5) Rabies vaccine  – this vaccine is given to prevent infection with the rabies virus.  The rabies virus is eventually transmitted through all bodily secretions/fluids of an infected mammal.  Rabies virus is most often found in wild life.  Commonly infected wild animals include:  bats, skunks, raccoons, foxes and coyotes .  The typical route of infection is through a bite wound that penetrates into another animal’s or human’s tissues.  Infection through contamination of bodily fluids into open wounds and mucous membranes such as the mouth rarely occurs.   Once the virus enters the body it may take days to many months, and even up to a year,  before symptoms begin.  Symptoms may include changes in behavior, subtle neurological symptoms, chewing or licking at the site of the initial bite wound, disorientation, seizures, weakness, paralysis, changes in the tone of the bark/meow, labored breathing, coma and death.  Syptoms occur over 3 to 7 days and is ALWAYS fatal.   There are no diagnostic tests for infected live animals and no effective treatment.  PREVENTION is the only option.

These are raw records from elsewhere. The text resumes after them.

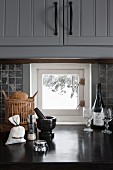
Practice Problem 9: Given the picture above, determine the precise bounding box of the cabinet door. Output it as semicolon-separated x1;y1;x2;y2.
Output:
0;0;63;45
64;0;113;45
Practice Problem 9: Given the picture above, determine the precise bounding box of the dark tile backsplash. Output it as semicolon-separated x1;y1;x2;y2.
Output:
0;64;23;122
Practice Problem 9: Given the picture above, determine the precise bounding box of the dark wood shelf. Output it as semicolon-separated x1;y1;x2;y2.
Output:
0;125;113;170
0;58;113;64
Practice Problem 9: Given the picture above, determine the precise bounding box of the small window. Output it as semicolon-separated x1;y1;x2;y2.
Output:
31;63;90;123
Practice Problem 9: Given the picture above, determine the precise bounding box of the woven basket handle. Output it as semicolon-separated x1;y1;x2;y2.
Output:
32;91;38;98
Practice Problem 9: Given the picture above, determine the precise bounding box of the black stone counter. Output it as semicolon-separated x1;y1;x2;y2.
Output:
0;125;113;170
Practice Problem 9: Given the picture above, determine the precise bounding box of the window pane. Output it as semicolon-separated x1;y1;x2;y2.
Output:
42;74;79;109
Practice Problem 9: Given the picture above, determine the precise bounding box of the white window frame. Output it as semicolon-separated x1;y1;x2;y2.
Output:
30;63;92;124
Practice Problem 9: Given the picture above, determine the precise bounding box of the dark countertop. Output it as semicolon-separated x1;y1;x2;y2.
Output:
0;125;113;170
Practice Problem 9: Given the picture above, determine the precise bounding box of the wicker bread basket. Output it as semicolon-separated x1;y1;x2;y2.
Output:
2;90;38;124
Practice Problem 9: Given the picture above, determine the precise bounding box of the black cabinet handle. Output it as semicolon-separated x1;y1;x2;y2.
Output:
69;2;73;35
54;2;58;35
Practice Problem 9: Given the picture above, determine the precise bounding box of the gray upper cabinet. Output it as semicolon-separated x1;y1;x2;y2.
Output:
64;0;113;45
0;0;113;46
0;0;63;46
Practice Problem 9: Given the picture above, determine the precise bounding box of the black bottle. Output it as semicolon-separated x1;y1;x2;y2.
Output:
34;107;46;119
92;83;104;129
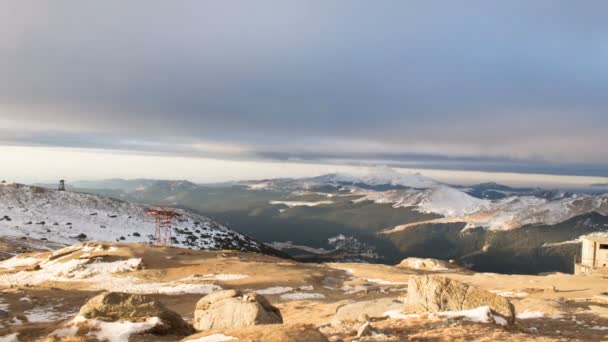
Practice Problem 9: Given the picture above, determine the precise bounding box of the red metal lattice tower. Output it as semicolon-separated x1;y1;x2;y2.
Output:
146;208;180;246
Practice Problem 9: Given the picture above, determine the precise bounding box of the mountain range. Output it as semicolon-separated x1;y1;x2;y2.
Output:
33;168;608;273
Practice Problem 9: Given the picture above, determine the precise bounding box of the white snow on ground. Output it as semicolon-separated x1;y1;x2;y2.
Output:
0;245;221;295
0;184;261;252
490;290;528;298
0;256;39;269
355;185;492;217
312;166;439;189
437;306;494;323
0;333;19;342
187;334;236;342
269;201;334;208
51;316;161;342
365;278;407;285
255;286;293;295
517;310;545;319
382;309;420;319
105;277;222;295
23;306;75;323
0;298;9;311
182;273;249;281
383;306;507;325
0;259;141;286
281;292;325;300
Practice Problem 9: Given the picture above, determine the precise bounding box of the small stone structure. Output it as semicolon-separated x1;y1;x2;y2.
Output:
574;235;608;274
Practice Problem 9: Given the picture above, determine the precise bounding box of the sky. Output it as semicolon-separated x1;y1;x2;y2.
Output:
0;0;608;184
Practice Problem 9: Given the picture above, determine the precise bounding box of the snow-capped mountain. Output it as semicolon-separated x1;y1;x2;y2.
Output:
249;167;608;231
305;167;440;189
0;184;270;252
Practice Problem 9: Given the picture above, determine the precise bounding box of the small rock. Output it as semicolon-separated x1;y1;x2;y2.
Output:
194;290;283;330
78;292;194;336
357;321;372;338
406;275;515;324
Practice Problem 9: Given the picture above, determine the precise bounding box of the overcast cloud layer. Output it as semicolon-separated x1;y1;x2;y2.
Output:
0;0;608;175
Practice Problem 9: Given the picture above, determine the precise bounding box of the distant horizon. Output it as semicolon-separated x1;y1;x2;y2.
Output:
0;0;608;182
0;147;608;190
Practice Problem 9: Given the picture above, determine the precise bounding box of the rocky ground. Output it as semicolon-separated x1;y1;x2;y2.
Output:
0;243;608;342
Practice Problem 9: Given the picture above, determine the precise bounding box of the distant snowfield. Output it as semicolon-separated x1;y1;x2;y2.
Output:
270;201;334;208
249;167;608;233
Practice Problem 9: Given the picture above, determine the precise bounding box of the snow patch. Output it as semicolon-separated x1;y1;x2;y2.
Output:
516;310;545;319
0;333;19;342
0;255;40;269
269;201;334;208
187;334;236;342
281;292;325;300
255;286;293;295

The Need for a Series of Vaccinations

When the kitten nurses on its mother, it receives a temporary form of immunity through its mother’s milk.  This immunity is in the form of proteins called antibodies.  For about 24-48 hours after birth, the puppy’s intestine absorbs these antibodies directly into the blood stream.  This immunity is of benefit during the first several weeks of the puppy’s life, but at some point, this immunity fails and the puppy is left with no additional immunity.  Each puppy must then be able to make its own long-lasting immunity.  Vaccinations are used for this purpose, to stimulate the immune system into generating it’s own protective amount of antibodies.   As long as the mother’s antibodies are present they will interfere with the vaccination’s ability to stimulate the puppy’s immune system.    Many factors determine when the puppy will be able to respond to the vaccinations.  These include the level of immunity in the mother dog, how much antibody has been absorbed, and the number of vaccines given to the puppy.  Therefore, a series of vaccinations is required to ensure that each puppy produces an appropriate amount of antibodies.  A single vaccination, even if effective, is not likely to stimulate the long-term immunity that is so important.